CUDA_VISIBLE_DEVICES=4,5  python -m clover.ge_data.allocation --python_name [python script like ge_data_all_vicuna_nonnorm.py/ge_data_all_llama3_nonnorm.py] --model_path [model path] --outdir [path of data] --dataset [ShareGPT_Vicuna_unfiltered/ShareGPT_V4.3_unfiltered_cleaned_split.json] --gpus 0,1  > info.log 2>&1 &

To generate evaluation data(.json files) for monitoring metrics during training, you can use the following script, using Vicuna 7B as an example:

sh scripts/7b/test_speed_base.sh
python ge_data/merge_eval_data.py
Execute command 'clover.ge_data.allocation' to obtain the final formatted data, the command usage is the same as above.
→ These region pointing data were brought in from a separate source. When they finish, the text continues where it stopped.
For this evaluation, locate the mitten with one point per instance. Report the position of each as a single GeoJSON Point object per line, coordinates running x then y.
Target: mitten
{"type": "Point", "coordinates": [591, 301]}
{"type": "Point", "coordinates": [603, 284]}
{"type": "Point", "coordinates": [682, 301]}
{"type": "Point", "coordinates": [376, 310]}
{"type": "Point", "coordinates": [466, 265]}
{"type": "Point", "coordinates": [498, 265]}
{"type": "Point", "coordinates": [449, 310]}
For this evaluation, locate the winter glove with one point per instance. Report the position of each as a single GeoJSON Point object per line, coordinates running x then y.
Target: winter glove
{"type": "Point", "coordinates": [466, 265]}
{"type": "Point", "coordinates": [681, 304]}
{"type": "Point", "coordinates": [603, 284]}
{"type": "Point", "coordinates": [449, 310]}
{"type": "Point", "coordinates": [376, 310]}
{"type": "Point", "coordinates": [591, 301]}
Train and Evaluation Inference

clover/stripts* provides examples of .sh files.

Get indicator data:

clover/clover/evaluation/speed_spe.py --path .jsonl
clover/clover/evaluation/tau_spe.py --path .jsonl

Possible improvement points

  1. The Attention Decoder before the Augmenting Block is not the most effective solution. When we directly replace this module with FC, we find that some tasks improve while others decline.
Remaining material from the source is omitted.